Kuei, My Friend is an engaging book of letters: a literary and political encounter between Innu poet Natasha Kanapé Fontaine and Québécois-American novelist Deni Ellis Béchard. Choosing the epistolary form, they decided to engage together in a frank conversation about racism and reconciliation.
Intentionally positioned within the contexts of the Idle No More movement, Canada’s Truth and Reconciliation Commission, and the National Inquiry into Missing or Murdered Aboriginal Women and Girls, the letters in Kuei, My Friend pose questions in a reciprocal manner: how can we coexist if our common history involves collective and personal episodes of shame, injury, and anger? how can we counteract misunderstandings of the Other, which so often lead to contempt and rejection? how can we educate non-Indigenous communities about the impact of cultural genocide on the First Peoples and the invisible privileges resulting from historical modes of domination?

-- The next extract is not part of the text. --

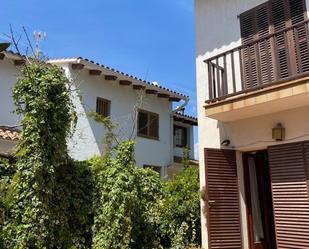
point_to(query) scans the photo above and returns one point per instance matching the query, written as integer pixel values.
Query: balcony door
(259, 201)
(222, 204)
(274, 37)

In an attempt to open a sincere and productive dialogue, Kanapé Fontaine and Ellis Béchard use their personal stories to understand words and behaviours that are racist or that result from racism. With the affection and intimacy of a friend writing to a friend, Natasha recounts to her addressee her discovery of the residential schools, her obsession with the Oka Crisis of 1990, and her life on the Pessamit reserve. Reciprocating, Deni talks about his father’s racism, the segregation of African-Americans and civil rights, and his identity as a Québécois living in the English-speaking world.
By sharing honestly even their most painful memories, these two writers offer an accessible, humanist book on the social bridge-building and respect for difference. Kuei, My Friend is accompanied by a chronology of events, a glossary of relevant terms in the Innu language, and, most importantly, a detailed teacher’s guide that includes topics of discussion, questions, and suggested reflections for examination in a classroom setting.
About the authors
Deni Ellis Béchard is the author of the novel Vandal Love, winner of the 2007 Commonwealth Writers’ Prize; Cures for Hunger, a memoir about growing up with a father who robbed banks; and The Last Bonobo: A Journey into the Congo. His work has appeared in the LA Times, Salon, and Foreign Policy, and he has reported from Afghanistan, India, the Congo, and Iraq.
"Kuei, My Friend should be regarded as a crucial tool to begin the important work of thinking about how we can better learn about our responsibilities towards one another, towards the lands on which we are guests, and to the different Nations that are our hosts. How to become better listeners, better participants, better allies. As Kanapé Fontaine notes, early on in their epistolary exchange, 'the work has begun' (48). Now is the time to find the ways to continue it."
—Sarah Henzi, Transmotion
"Through their letters, Béchard and Fontaine chart future possibilities for reconciliation. Their letters shake up the stultified debate spurred by the 2015 publication of the Truth and Reconciliation Commission (TRC) of Canada’s final report."